New Document Tools to Unearth Redacted Text, Personal Information, and More

1 year ago 52

data journalism extract DocumentCloud redaction

New features from DocumentCloud can help investigative journalists reveal or protect poorly-redacted text as well as quickly scrape personal information embedded in large files. Image: Shutterstock

One of the biggest technological leaps for investigative journalists in recent years has been the development of free tools to make large document bundles searchable and manageable for small teams.

In earlier years, reporters needed stacks of multi-colored sticky notes, data input volunteers, and lots of time to manage boxes of public records that arrive in every format, from longhand script to unstructured data tables and partially redacted reports. 

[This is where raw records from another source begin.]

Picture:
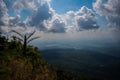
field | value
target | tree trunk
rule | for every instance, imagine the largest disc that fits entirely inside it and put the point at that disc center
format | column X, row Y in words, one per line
column 25, row 45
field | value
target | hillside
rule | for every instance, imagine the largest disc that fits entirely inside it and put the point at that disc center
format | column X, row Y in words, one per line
column 14, row 65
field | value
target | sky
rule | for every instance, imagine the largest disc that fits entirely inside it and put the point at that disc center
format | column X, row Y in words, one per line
column 63, row 23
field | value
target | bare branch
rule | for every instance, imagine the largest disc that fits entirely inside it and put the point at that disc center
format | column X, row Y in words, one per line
column 31, row 34
column 17, row 33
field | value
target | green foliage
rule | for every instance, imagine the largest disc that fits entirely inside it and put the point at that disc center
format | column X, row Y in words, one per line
column 25, row 39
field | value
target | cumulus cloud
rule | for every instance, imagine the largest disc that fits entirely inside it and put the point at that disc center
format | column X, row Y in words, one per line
column 110, row 10
column 43, row 13
column 85, row 19
column 56, row 24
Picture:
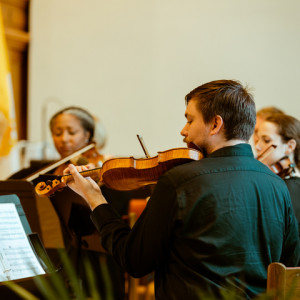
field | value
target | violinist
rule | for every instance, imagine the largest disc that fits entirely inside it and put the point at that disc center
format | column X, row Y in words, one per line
column 212, row 224
column 73, row 128
column 283, row 131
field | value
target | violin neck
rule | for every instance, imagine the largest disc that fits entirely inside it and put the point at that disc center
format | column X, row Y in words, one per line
column 95, row 174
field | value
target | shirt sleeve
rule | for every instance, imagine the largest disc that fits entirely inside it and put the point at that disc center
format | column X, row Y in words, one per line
column 140, row 249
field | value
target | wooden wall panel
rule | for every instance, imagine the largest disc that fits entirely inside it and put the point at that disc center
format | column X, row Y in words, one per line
column 16, row 25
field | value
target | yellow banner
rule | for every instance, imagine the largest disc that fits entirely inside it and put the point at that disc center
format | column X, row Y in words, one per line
column 8, row 130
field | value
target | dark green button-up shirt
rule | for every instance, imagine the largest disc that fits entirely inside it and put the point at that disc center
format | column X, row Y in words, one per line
column 209, row 225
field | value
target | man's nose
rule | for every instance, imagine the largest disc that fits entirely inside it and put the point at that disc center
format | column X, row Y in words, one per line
column 183, row 131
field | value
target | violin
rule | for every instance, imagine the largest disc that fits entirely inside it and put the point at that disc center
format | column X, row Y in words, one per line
column 127, row 173
column 283, row 168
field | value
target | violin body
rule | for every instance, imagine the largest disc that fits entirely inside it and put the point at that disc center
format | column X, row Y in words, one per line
column 129, row 173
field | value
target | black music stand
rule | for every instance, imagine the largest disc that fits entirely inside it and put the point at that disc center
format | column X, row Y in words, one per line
column 37, row 248
column 25, row 191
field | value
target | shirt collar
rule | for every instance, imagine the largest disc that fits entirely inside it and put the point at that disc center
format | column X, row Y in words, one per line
column 237, row 150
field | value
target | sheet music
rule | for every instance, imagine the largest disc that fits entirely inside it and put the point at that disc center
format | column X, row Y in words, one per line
column 17, row 259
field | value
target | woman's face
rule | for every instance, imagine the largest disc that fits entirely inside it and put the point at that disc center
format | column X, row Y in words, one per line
column 267, row 134
column 68, row 134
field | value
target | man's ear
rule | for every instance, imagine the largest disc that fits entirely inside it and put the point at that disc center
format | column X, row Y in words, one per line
column 217, row 125
column 291, row 146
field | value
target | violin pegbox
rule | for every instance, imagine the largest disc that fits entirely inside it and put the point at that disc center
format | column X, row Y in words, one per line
column 45, row 189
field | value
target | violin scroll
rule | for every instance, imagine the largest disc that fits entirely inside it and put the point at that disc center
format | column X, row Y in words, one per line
column 45, row 189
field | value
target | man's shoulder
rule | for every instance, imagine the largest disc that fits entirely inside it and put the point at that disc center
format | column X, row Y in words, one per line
column 223, row 166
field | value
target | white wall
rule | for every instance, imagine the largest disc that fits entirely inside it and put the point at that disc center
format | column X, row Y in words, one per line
column 132, row 62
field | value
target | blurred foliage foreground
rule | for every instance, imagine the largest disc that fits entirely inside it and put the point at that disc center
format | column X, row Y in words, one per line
column 66, row 285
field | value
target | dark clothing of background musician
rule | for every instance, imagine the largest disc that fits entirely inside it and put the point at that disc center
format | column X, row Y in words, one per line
column 293, row 184
column 209, row 224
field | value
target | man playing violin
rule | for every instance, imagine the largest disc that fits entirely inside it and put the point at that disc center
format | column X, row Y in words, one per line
column 210, row 225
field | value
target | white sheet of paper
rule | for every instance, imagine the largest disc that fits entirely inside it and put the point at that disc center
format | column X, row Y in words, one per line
column 17, row 259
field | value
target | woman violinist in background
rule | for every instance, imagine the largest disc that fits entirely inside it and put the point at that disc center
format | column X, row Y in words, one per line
column 72, row 129
column 282, row 131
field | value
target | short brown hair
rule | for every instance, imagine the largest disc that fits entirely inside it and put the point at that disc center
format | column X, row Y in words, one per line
column 230, row 100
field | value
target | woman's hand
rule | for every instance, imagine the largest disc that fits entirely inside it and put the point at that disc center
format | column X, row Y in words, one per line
column 86, row 187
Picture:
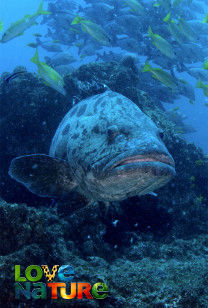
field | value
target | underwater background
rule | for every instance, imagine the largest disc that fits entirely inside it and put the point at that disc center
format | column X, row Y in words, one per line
column 150, row 250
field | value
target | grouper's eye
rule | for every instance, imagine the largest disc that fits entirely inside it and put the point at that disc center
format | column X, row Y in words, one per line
column 112, row 133
column 161, row 135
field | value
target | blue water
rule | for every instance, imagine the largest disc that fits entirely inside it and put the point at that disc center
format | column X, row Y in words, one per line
column 15, row 53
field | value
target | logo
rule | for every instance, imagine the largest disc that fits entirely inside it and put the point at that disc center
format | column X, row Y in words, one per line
column 31, row 286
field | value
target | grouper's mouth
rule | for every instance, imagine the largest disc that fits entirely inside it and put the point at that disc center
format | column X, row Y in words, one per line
column 144, row 158
column 141, row 162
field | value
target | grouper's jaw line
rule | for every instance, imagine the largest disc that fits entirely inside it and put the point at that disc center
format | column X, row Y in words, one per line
column 161, row 158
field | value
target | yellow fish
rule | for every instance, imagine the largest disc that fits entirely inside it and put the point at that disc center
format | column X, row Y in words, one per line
column 135, row 6
column 161, row 44
column 93, row 29
column 202, row 86
column 49, row 75
column 18, row 28
column 160, row 75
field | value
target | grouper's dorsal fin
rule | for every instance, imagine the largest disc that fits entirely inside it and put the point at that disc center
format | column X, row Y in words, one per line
column 42, row 174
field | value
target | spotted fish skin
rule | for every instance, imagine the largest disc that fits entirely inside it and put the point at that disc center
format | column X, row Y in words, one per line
column 105, row 148
column 112, row 148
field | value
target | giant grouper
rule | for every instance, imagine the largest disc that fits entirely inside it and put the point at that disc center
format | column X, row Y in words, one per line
column 105, row 148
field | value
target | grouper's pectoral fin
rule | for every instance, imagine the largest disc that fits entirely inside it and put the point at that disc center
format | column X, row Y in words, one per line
column 43, row 175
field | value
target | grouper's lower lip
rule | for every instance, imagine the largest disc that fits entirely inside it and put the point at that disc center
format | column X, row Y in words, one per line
column 159, row 158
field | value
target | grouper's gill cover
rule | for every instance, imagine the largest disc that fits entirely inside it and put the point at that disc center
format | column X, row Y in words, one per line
column 106, row 148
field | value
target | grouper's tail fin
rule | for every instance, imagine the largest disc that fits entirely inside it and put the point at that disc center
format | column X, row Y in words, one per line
column 43, row 175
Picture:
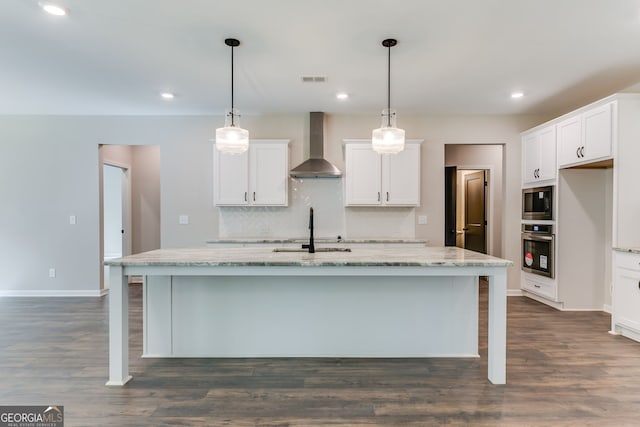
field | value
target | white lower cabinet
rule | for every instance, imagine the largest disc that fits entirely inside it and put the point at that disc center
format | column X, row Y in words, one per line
column 625, row 316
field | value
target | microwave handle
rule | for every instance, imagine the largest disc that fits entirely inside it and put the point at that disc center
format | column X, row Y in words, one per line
column 539, row 237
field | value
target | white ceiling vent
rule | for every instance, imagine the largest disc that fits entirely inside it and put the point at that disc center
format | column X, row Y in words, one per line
column 313, row 79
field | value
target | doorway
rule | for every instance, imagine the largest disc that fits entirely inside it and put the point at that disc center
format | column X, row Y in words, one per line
column 466, row 208
column 474, row 178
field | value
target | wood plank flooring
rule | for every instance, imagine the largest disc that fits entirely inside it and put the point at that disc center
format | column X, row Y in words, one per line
column 563, row 369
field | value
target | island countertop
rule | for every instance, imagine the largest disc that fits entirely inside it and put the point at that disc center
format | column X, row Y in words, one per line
column 359, row 257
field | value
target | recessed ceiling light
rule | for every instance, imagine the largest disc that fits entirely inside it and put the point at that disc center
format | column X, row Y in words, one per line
column 53, row 9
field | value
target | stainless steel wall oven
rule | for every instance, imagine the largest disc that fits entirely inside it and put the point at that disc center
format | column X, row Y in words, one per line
column 538, row 246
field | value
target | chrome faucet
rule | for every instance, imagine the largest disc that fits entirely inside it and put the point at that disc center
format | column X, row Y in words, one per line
column 310, row 246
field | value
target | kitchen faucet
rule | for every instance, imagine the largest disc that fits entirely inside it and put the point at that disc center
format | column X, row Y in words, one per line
column 310, row 246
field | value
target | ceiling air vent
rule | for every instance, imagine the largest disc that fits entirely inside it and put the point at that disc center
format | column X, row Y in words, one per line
column 313, row 79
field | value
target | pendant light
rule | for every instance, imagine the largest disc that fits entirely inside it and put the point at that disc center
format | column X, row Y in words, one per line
column 388, row 139
column 232, row 138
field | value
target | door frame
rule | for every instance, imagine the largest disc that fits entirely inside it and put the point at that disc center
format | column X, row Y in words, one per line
column 489, row 206
column 126, row 204
column 126, row 214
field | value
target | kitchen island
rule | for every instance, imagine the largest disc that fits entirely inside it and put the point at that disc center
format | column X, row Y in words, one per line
column 255, row 302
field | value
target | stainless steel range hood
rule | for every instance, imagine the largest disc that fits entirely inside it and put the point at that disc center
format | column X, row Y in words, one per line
column 316, row 166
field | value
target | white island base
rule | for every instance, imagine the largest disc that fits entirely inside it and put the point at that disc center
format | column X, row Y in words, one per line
column 310, row 316
column 309, row 305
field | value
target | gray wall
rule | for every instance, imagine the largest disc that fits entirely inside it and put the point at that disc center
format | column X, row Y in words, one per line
column 50, row 169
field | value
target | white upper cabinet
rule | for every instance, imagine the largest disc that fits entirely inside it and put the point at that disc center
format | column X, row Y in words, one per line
column 586, row 137
column 258, row 177
column 372, row 179
column 539, row 155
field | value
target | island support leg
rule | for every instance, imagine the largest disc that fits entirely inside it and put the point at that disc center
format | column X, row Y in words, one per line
column 497, row 342
column 118, row 328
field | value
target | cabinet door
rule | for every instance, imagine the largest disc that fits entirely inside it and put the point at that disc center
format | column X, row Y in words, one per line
column 401, row 177
column 230, row 178
column 363, row 175
column 268, row 174
column 626, row 298
column 596, row 125
column 570, row 141
column 530, row 157
column 547, row 168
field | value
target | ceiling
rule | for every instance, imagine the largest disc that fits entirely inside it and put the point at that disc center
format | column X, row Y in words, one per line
column 452, row 57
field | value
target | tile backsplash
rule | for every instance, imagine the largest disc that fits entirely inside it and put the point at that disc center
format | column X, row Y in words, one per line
column 331, row 217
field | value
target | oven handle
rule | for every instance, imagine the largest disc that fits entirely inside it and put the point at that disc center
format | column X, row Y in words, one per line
column 538, row 237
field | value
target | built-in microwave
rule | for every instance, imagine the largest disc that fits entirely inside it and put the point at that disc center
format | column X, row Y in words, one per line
column 537, row 203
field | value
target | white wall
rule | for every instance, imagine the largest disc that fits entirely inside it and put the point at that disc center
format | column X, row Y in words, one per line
column 49, row 169
column 112, row 197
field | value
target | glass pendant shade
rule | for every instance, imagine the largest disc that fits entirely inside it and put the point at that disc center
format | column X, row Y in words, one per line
column 388, row 139
column 231, row 138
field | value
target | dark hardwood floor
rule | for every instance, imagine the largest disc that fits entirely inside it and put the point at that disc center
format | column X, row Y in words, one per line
column 563, row 369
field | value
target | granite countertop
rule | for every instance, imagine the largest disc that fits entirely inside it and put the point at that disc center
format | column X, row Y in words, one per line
column 632, row 250
column 316, row 240
column 360, row 257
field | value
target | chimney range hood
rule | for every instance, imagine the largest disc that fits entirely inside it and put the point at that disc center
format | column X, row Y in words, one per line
column 316, row 166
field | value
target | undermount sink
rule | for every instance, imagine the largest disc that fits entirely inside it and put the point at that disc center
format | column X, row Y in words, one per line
column 317, row 250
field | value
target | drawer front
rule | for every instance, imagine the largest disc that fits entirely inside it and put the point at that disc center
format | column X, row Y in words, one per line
column 628, row 260
column 541, row 288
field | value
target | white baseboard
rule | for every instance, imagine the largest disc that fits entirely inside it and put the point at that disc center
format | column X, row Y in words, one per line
column 53, row 293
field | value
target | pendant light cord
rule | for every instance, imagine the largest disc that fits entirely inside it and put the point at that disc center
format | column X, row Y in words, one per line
column 232, row 113
column 389, row 87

But tools powered by machine learning and the ingenuity of open source program developers have not only tamed giant leaks, but can also unearth hidden data in those bundles, and reduce the risk of inadvertently publishing sensitive information.

For instance, attendees at the 2022 Investigative Reporters & Editors conference were amazed to learn that the AI-powered Google Pinpoint tool — in addition to its many time-saving parsing functions — could also transcribe, and search, the tiny text on brass plaques in the distant background of photographs. Indeed, journalists at the environmental newsroom Floodlight were recently named finalists for the Goldsmith Investigative Reporting Prize after they used Pinpoint to auto-analyze thousands of pages of leaked documents to identify individuals allegedly behind a media corruption scandal.

DocumentCloud now boasts of many more cutting-edge functions.

There was a similarly enthusiastic response at the recent NICAR23 data journalism conference in Tennessee, when reporters learned about powerful new digging features on the open source DocumentCloud platform.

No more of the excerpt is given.